The Belarus-based operator of an organized and ongoing disinformation campaign in Europe called “Ghostwriter” is using a new, hard-to-detect phishing technique to target organizations in Ukraine just days after a researcher highlighted the method in a blog post.
The method, dubbed browser-in-the-browser, basically involves the threat actor drawing a browser window within a browser to impersonate the entire pop-up login window — including URL — of a legitimate domain. Users get fooled into entering login details when they land on these spoofed account login windows because the URL looks legitimate.
Researchers from Google’s Threat Analysis Group (TAG) highlighted Ghostwriter’s use of the new tactic in an update this week on recent malicious activities it has observed from numerous threat actors that either are related to the war in Ukraine or are using it as a lure.
In a blog post, a researcher from TAG said the group had observed the operator of Ghostwriter in recent days combine the use of the browser-in-browser tactic with a previous trick it has used of hosting phishing pages on compromised sites. The researcher described the browser-in-browser tactic as something the group had only previously observed multiple government-backed actors quietly using in phishing campaigns.
The Ghostwriter operator’s use of the new browser phishing technique highlights a threat dynamic that isn’t often discussed, says Casey Ellis, founder and CTO at Bugcrowd. “Increased scrutiny of attacker tactics, and subsequent sharing of those tactics, broadens the potential audience for those techniques,” he says.
Google’s update on Ghostwriter follows recent warnings from others, including Ukraine’s Computer Emergency Response Team (CERT-UA) and vendors such as Mandiant, about the threat group’s widespread credential phishing attacks against Ukrainian military personnel and other individuals in the days leading up to and during the war.
The Ghostwriter campaign is one of several tied to Ukraine that Google has been tracking in recent weeks. According to TAG, nation-state-backed threat actors from Iran, China, North Korea, and Russia and numerous other criminal and financially motivated groups are all using Ukraine-war-related themes in phishing campaigns, online extortion attempts, and other malicious activities.

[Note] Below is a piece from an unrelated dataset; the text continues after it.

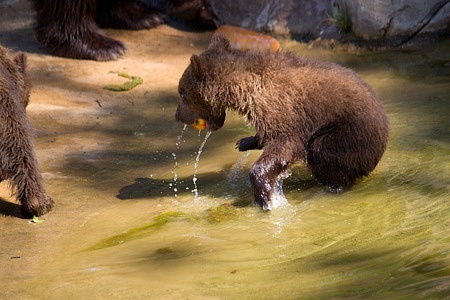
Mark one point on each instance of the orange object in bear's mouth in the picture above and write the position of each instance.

Many of the attacks have targeted organizations in Ukraine. But others have affected US nongovernmental organizations (NGOs) and government and military entities in multiple other countries as well. Among them is a campaign by a “Curious Gorge,” a threat group that is believed to have ties with the strategic support force of China’s People’s Liberation Army. According to Google, over the last two weeks it has observed the threat actor conducting malicious cybercampaigns against military and government organizations in Russia, Ukraine, Mongolia, and Kazakhstan.
Another example is “Coldriver,” aka Calisto, a Russian-based threat group that Google said had recently launched a credential phishing campaign targeting multiple US-based think tanks, NGOs, a Ukraine-based defense contractor, and the military of a Balkans nation,
Google TAG’s latest update is the second this month on Ukraine-related cyber-threat activity. On March 7, TAG issued an alert on new cyber-espionage and phishing campaigns that it had observed from groups such as Russia’s APT28/FancyBear, Belarus’ UNC1151/Ghostwriter, and China’s Mustang Panda.
“The Russia-Ukraine conflict creates a backdrop of uncertainty, misinformation, and generally problematic Internet activity,” providing ample cover for malicious activities, Ellis says. “This, in turn, emboldens a variety of potential threat actors, ranging from nation-states to curious individuals.”